Differences in moduli between layers have a significant influence on the thermally induced stresses. The main factor affecting the modulus of concrete is coarse aggregate type. High-modulus aggregate will result in high-modulus concrete.

The type of aggregate used in the mix has a significant impact on the concrete thermal expansion. Normal concrete has a thermal coefficient range from four to six millionths per degree Fahrenheit. Large differences in thermal expansion coefficients between existing and new concrete result in increased stresses at the interface, which will impact the bonding. Therefore, it is recommended that the coarse aggregate in the BCO should have a thermal coefficient that is as low as possible.

The maximum aggregate size of the BCO concrete should be one-third of the overlay thickness. This will ensure a uniform distribution of the concrete constituents when placing the BCO. If the aggregate is larger than one-third of the BCO thickness, segregation of the oversized aggregates is likely to occur, especially in areas where it cannot mix properly (e.g., under reinforcement bars).

As for the reinforcement steel, the amount should be determined from careful analysis. Currently, TxDOT does not have design standards or guidelines on this.

Type I cement is most commonly used for general construction where no special properties are needed. If a faster-than-normal strength gain is necessary, Type III cement can be used. Since current Item 360 requires that Type III cement be only used for class HES concrete, and class HES concrete has specific curing requirements, special attention should be paid when Type III cement is used. For a BCO, the use of Type I cement is recommended, as it produces less heat from hydration than Type III cement and, therefore, reduces the development of thermal stresses. Customary concrete placement procedures for new pavement apply for placement of BCOs.

Special attention should be given to adverse environmental conditions during paving. Hot, dry climates pose the most problematic setting for BCO placement because these conditions favor the loss of moisture from fresh concrete. Excessive water evaporation from the concrete can cause volume changes large enough to cause debonding problems at the interface between old and new concrete layers. A combination of high wind velocity and high air temperature, low relative humidity and high concrete temperature is the most harmful for paving conditions; these conditions favor high water evaporation.

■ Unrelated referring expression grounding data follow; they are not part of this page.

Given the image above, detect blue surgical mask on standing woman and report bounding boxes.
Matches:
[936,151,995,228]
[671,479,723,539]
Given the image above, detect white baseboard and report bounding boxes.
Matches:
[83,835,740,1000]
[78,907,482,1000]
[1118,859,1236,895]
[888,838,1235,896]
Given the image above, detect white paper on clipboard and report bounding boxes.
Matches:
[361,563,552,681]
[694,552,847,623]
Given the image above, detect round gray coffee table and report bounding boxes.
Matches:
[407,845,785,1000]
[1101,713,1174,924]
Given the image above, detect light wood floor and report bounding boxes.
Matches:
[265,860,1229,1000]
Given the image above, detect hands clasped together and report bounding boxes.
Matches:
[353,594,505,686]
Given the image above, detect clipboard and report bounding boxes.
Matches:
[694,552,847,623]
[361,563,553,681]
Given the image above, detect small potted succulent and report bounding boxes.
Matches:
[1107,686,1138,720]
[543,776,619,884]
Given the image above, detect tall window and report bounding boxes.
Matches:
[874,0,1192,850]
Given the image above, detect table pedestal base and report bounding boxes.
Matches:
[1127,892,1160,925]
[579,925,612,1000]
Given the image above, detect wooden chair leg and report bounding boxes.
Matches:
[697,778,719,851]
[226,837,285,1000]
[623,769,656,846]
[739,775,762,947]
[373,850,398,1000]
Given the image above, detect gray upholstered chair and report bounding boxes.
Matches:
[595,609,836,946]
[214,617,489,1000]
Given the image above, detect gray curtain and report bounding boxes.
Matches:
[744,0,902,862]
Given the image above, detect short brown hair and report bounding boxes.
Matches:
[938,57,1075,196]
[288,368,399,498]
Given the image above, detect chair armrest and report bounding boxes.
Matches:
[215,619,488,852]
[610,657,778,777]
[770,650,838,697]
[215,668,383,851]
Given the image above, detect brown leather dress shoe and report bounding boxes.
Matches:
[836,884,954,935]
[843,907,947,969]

Curing is a key component for the preservation of satisfactory moisture content and temperature in the concrete during its early stages so that desired properties may develop. For BCO, curing is critical since the surface to volume ratio of the BCO layer is greater than normal paving concrete. Moisture loss and resulting drying shrinkage are approximately proportional to the surface to volume ratio. Curing can be accomplished by a variety of methods, which include the use of membrane curing and wet mat curing.

The duration of construction is critical mostly in urban areas or highways with heavy traffic. A BCO inherently represents a quick construction process because it requires only a limited number of operations. An expedited BCO takes this concept further; by utilizing special materials, the road can be opened to traffic in a minimal time after placement. An expedited BCO can be opened within 6 to 24 hr. after placement. To make this possible, normally the BCO is constructed with a high-early-strength PCC mix, which is attained by using Type III cement, as opposed to the normal cement (Type I). In general, if Type III cement is not utilized, the mix is supplemented by the use of super plasticizers.

The required concrete strength is equal to the strength required for Class P concrete, unless it is an expedited BCO. As long as there is good bond, the tensile stress in BCO will not cause debonding problems.